A friend joked recently that I need to work on “retaining clients”, that I should go into the divorce business as well. As funny as that is, and despite my line that I don’t really want “repeat business”, I think there’s room for more of something here: divorce ceremonies.
Ceremonial traditions have fallen by the wayside in recent days, and good riddance I say to most of them.
Our generation was born into a society that did so many ceremonial things “just because” and so much went unquestioned. Now we gladly question, and we enquire, and we investigate, and we find real meaning and purpose in things.
The purpose of ‘ceremony’
I see the purpose of any ceremony, a wedding, a naming, a funeral, a divorce, as an opportunity to down-tools, gather round people that are passing through a recognised special moment in life and usher them through. To take them by the hand and walk them through the moment. There’s a community aspect to it. There’s a cheerleader aspect. And there’s an encouragement and recognition aspect to it.
It’s a moment where a person, or persons, is lead, cheered, encouraged and at the end of the ceremony, we recognise that they are in a different place than they were before.
So what’s a divorce ceremony?
A divorce ceremony is a little more casual than your typical wedding, and it might not have the fancy dress or the flowers. But it has the same purpose. In front of, and with, a group of friends and family you make a decision about your relationship.
Sometimes when the couple are amicable they can do the ceremony together.
If the couple aren’t so amicable it’s something that can happen with just one person.
A celebrant, authorised or assumed, can talk about where we have been, but the importance of the ceremony is about where the person/s are going. What commitments are they making moving forward? How does their life change? How can their friends and family help?

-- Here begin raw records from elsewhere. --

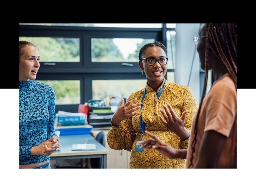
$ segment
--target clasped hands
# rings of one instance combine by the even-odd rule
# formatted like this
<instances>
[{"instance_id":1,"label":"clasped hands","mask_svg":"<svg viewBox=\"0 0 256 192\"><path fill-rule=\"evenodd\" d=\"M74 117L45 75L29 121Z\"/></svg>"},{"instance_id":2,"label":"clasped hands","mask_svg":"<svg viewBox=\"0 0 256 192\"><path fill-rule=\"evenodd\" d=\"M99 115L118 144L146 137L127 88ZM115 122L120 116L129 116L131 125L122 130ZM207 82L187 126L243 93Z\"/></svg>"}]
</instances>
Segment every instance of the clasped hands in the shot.
<instances>
[{"instance_id":1,"label":"clasped hands","mask_svg":"<svg viewBox=\"0 0 256 192\"><path fill-rule=\"evenodd\" d=\"M50 155L57 148L60 147L58 137L52 137L40 145L32 148L31 154L45 156Z\"/></svg>"}]
</instances>

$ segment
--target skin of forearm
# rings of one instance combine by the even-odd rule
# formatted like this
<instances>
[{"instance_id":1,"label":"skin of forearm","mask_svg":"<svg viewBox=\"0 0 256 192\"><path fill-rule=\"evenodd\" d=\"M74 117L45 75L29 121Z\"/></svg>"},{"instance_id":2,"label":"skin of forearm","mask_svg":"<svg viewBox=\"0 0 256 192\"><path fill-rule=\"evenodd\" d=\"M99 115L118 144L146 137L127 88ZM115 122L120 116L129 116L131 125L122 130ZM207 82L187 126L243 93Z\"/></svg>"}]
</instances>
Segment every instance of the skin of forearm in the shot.
<instances>
[{"instance_id":1,"label":"skin of forearm","mask_svg":"<svg viewBox=\"0 0 256 192\"><path fill-rule=\"evenodd\" d=\"M176 149L175 152L175 159L186 159L187 157L187 149Z\"/></svg>"},{"instance_id":2,"label":"skin of forearm","mask_svg":"<svg viewBox=\"0 0 256 192\"><path fill-rule=\"evenodd\" d=\"M188 138L190 135L189 131L184 127L182 131L177 134L182 141L184 141Z\"/></svg>"},{"instance_id":3,"label":"skin of forearm","mask_svg":"<svg viewBox=\"0 0 256 192\"><path fill-rule=\"evenodd\" d=\"M39 155L40 154L40 151L38 146L32 147L30 152L30 155Z\"/></svg>"}]
</instances>

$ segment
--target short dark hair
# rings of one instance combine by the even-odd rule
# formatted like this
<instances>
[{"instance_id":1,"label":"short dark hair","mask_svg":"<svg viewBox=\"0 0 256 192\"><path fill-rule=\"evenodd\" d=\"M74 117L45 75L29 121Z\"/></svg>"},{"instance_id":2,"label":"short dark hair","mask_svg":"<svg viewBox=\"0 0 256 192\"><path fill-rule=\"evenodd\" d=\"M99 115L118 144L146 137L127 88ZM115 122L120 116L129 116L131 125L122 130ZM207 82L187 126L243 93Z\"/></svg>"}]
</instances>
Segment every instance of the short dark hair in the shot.
<instances>
[{"instance_id":1,"label":"short dark hair","mask_svg":"<svg viewBox=\"0 0 256 192\"><path fill-rule=\"evenodd\" d=\"M140 50L140 53L139 54L139 59L140 61L142 58L142 55L144 54L144 52L147 48L150 47L159 47L162 48L166 54L166 56L167 56L167 50L166 50L166 47L165 47L163 44L158 41L155 41L154 43L147 43L144 45L141 48Z\"/></svg>"}]
</instances>

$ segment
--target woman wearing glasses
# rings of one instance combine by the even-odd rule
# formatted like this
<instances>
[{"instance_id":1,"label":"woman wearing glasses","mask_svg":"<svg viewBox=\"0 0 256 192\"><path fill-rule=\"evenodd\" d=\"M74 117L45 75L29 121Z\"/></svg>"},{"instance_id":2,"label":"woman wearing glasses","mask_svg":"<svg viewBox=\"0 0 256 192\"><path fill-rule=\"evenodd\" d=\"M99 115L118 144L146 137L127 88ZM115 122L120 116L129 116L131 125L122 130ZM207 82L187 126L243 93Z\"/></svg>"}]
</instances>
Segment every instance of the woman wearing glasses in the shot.
<instances>
[{"instance_id":1,"label":"woman wearing glasses","mask_svg":"<svg viewBox=\"0 0 256 192\"><path fill-rule=\"evenodd\" d=\"M156 149L170 159L186 158L186 168L236 168L237 32L236 24L209 24L194 39L206 73L187 149L174 149L149 132L153 139L141 142L142 148ZM209 69L215 82L203 100Z\"/></svg>"},{"instance_id":2,"label":"woman wearing glasses","mask_svg":"<svg viewBox=\"0 0 256 192\"><path fill-rule=\"evenodd\" d=\"M147 130L177 149L186 149L189 130L197 109L193 94L187 87L168 82L166 48L159 42L141 49L139 64L147 78L145 88L132 93L124 104L123 99L112 119L108 142L114 149L131 151L129 168L183 168L185 160L170 159L158 151L140 148L138 143L149 138ZM163 110L171 110L175 121L166 126L161 120Z\"/></svg>"}]
</instances>

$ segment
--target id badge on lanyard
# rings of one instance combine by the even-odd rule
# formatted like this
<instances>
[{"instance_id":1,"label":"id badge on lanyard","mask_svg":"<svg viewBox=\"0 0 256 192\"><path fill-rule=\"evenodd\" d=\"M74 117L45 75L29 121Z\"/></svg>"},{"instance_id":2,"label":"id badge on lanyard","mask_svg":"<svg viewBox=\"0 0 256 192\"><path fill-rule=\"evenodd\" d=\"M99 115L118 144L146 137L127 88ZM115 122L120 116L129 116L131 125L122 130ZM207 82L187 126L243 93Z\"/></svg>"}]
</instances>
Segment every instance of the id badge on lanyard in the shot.
<instances>
[{"instance_id":1,"label":"id badge on lanyard","mask_svg":"<svg viewBox=\"0 0 256 192\"><path fill-rule=\"evenodd\" d=\"M162 87L161 88L161 89L159 91L159 92L158 92L157 95L157 100L158 100L158 99L160 97L160 95L161 94L161 93L162 93L162 91L163 90L163 86L165 85L165 79L164 82L163 82L163 85L162 86ZM142 105L142 102L143 102L143 101L144 100L144 98L145 98L145 94L146 94L146 87L145 87L145 89L144 90L144 92L143 92L142 99L141 100L141 107L140 107L141 111L142 109L142 107L143 107L143 105ZM144 134L144 130L145 130L145 127L146 127L146 123L143 122L143 121L142 120L142 118L141 117L141 116L140 117L140 127L141 130L142 136L141 136L141 137L140 137L139 139L139 141L138 141L136 142L136 146L135 147L135 151L145 151L145 148L143 148L142 149L140 149L140 147L142 145L140 145L139 144L140 143L146 140L146 138L144 137L143 137L143 134Z\"/></svg>"}]
</instances>

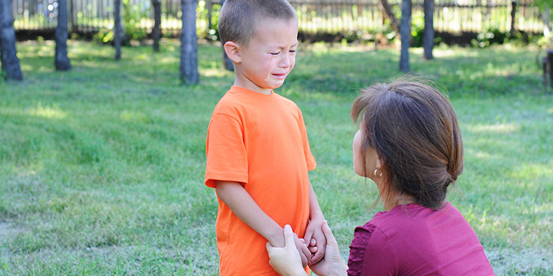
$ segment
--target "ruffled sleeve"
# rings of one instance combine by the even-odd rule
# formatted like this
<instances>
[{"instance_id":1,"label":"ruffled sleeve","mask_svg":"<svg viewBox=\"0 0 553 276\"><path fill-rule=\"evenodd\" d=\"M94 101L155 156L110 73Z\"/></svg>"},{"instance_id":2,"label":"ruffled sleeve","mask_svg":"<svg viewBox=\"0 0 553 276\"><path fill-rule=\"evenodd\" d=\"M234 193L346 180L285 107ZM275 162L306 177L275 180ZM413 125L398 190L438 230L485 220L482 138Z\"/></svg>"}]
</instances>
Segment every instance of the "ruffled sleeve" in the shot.
<instances>
[{"instance_id":1,"label":"ruffled sleeve","mask_svg":"<svg viewBox=\"0 0 553 276\"><path fill-rule=\"evenodd\" d=\"M365 224L356 227L353 234L353 240L349 246L349 258L347 261L347 275L350 276L360 276L363 271L363 260L367 245L371 239L372 233L376 226L372 224Z\"/></svg>"}]
</instances>

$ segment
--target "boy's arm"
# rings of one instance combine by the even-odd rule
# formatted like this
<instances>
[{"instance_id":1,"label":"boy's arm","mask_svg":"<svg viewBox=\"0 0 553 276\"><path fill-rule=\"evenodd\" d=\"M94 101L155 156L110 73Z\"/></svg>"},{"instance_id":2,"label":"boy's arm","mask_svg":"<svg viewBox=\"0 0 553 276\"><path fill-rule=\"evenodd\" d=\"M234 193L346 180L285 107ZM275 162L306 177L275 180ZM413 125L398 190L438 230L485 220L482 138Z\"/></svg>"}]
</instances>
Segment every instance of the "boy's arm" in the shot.
<instances>
[{"instance_id":1,"label":"boy's arm","mask_svg":"<svg viewBox=\"0 0 553 276\"><path fill-rule=\"evenodd\" d=\"M284 246L282 228L261 210L240 183L217 181L215 190L238 218L267 239L273 246Z\"/></svg>"},{"instance_id":2,"label":"boy's arm","mask_svg":"<svg viewBox=\"0 0 553 276\"><path fill-rule=\"evenodd\" d=\"M311 250L311 253L314 255L309 260L309 264L316 264L324 256L327 239L321 228L324 221L324 215L322 215L322 211L319 206L313 186L309 182L309 224L307 225L304 236L307 246L311 249L313 249L314 247L314 250ZM315 243L312 242L313 239Z\"/></svg>"},{"instance_id":3,"label":"boy's arm","mask_svg":"<svg viewBox=\"0 0 553 276\"><path fill-rule=\"evenodd\" d=\"M260 208L240 183L217 181L215 191L219 198L239 219L267 239L273 246L284 247L282 228ZM305 266L309 261L311 253L297 236L295 241L302 257L302 263Z\"/></svg>"}]
</instances>

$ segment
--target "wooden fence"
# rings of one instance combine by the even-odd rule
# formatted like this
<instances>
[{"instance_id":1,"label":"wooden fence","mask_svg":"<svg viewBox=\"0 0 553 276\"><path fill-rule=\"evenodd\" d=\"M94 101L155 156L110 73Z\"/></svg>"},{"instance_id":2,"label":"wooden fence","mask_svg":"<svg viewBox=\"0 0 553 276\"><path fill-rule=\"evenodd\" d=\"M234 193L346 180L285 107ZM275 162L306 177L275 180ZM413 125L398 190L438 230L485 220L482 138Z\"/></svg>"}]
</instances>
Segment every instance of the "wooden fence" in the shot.
<instances>
[{"instance_id":1,"label":"wooden fence","mask_svg":"<svg viewBox=\"0 0 553 276\"><path fill-rule=\"evenodd\" d=\"M151 0L128 1L129 14L139 28L153 26ZM113 0L69 0L70 31L94 32L113 26ZM369 33L387 28L378 0L290 0L299 18L300 31L307 33ZM207 34L216 24L219 0L200 1L197 9L198 32ZM55 28L57 0L12 0L16 30ZM400 1L390 1L396 10ZM422 26L422 0L413 1L414 24ZM180 1L162 0L162 29L180 30ZM543 20L532 0L436 0L434 28L438 32L481 32L489 29L502 32L512 28L530 33L543 32Z\"/></svg>"}]
</instances>

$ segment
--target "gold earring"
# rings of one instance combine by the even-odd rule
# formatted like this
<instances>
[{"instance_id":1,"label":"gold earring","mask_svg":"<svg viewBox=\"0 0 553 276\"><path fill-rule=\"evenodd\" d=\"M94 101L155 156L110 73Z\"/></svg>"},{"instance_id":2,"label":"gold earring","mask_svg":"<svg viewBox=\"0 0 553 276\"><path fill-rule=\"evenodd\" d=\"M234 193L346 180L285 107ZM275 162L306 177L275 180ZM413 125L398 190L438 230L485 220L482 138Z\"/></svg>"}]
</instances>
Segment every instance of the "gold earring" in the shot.
<instances>
[{"instance_id":1,"label":"gold earring","mask_svg":"<svg viewBox=\"0 0 553 276\"><path fill-rule=\"evenodd\" d=\"M380 172L380 173L378 173ZM374 176L376 177L382 177L382 171L378 170L378 168L374 169Z\"/></svg>"}]
</instances>

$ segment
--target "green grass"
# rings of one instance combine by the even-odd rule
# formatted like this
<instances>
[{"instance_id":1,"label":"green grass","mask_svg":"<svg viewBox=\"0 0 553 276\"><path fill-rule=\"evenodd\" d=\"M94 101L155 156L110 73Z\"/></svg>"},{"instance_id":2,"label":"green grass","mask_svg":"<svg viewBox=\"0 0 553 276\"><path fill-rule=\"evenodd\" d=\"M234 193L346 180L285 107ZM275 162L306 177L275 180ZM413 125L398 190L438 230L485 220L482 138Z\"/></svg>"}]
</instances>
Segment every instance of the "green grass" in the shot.
<instances>
[{"instance_id":1,"label":"green grass","mask_svg":"<svg viewBox=\"0 0 553 276\"><path fill-rule=\"evenodd\" d=\"M20 43L23 82L0 82L0 275L217 273L205 136L232 83L220 48L199 48L201 83L178 80L177 43L123 49L70 41L54 70L50 41ZM352 171L349 118L359 88L400 75L398 51L303 45L278 90L303 110L319 166L311 181L342 257L377 190ZM553 97L537 50L411 51L411 70L444 84L465 146L449 199L498 275L553 274Z\"/></svg>"}]
</instances>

If the couple are there together it’s a really good opportunity to acknowledge wrongdoings and mistakes. To bring to light weaknesses and annoyances. But don’t stop there.
After the rubbish has been aired, move on to the good things. How will life be better now? Acknowledge the positive attributes you both brought to the relationship and the family.
Encourage each other to go on to better things. And show your gratefulness to each other, your family, and friends for their efforts as well.
There’s no right way to usher people through this period of life, but if you can do it with open and honest communication and a mind to help, not hurt, you might just have the best darn divorce ceremony the world has ever seen.
There’s an amazing maturity and intelligence to recognising that in a day past we/you made a decision (to marry) and in hindsight that wasn’t a great decision, so now I’m making a new decision and I’m making that commitment with the same friends and family I made the last decision with.
Or maybe you made a good decision in the past (marriage, again) and that was a great decision then, and for a time, but now our lives or circumstances are different and that’s no longer a good decision.
What about marriage?
Marriage is a union entered into voluntarily for life. Full stop. You enter into marriage for life.
But it would be extremely immature to not acknowledge that people change, and that changes our commitments.
I hope that I’ll always be married, I think Britt’s just the best. But if anyone is ever in an unhealthy relationship, or in an unhappy relationship, and both parties have worked to mend the relationship unsuccessfully, then maybe divorce is a great decision to make.